The Pakistani leader had originally been due to attend the opening of the conference on Thursday, but withdrew, citing important engagements in Islamabad.
Dan Nolan, Al Jazeera’s correspondent in Afghanistan, said the Musharraf’s change of heart came after pressure from the the United States.
“The idea for the jirga came about at the White House between Bush, Karzai and Musharraf, and as a result, the US is interested in the outcome of the jirga,” he said.
About 700 Afghan and Pakistani tribal elders, religious clerics, parliamentarians and other figures – many from the troubled border area, are present at the jirga.
The four-day meeting aims to come up with a common approach to preventing al-Qaeda and Taliban activity, although analysts say it is unlikely to have much impact.
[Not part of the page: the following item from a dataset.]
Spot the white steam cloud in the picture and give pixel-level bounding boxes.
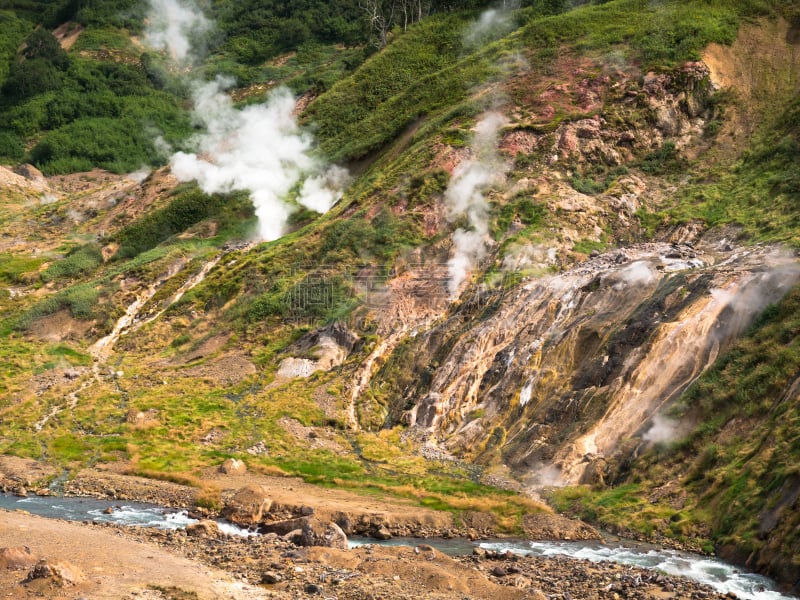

Fresh fighting across Afghanistan however has marred the ‘peace jirga’, leaving at least 45 people dead including a British soldier.
Taliban fighters ambushed a joint Afghan and Nato army convoy, sparking a battle that killed seven Afghan soldiers and 20 fighters, the defence ministry said.
General Mohammad Zahir Azimi, an Afghan army spokesman, said: “The militants ambushed our convoy,” adding that the army called in Nato warplanes to bomb the fighters’ positions after the attack.
“We called in friendly forces’ air power. Seven Afghan soldiers were martyred in the ambush and 20 enemy elements were also killed.”
The latest death brings to 129 the number of international troops killed this year, according to an AFP count. More than 190 were killed last year.
About 50,000 international troops, more than half of them Americans, are deployed in Afghanistan.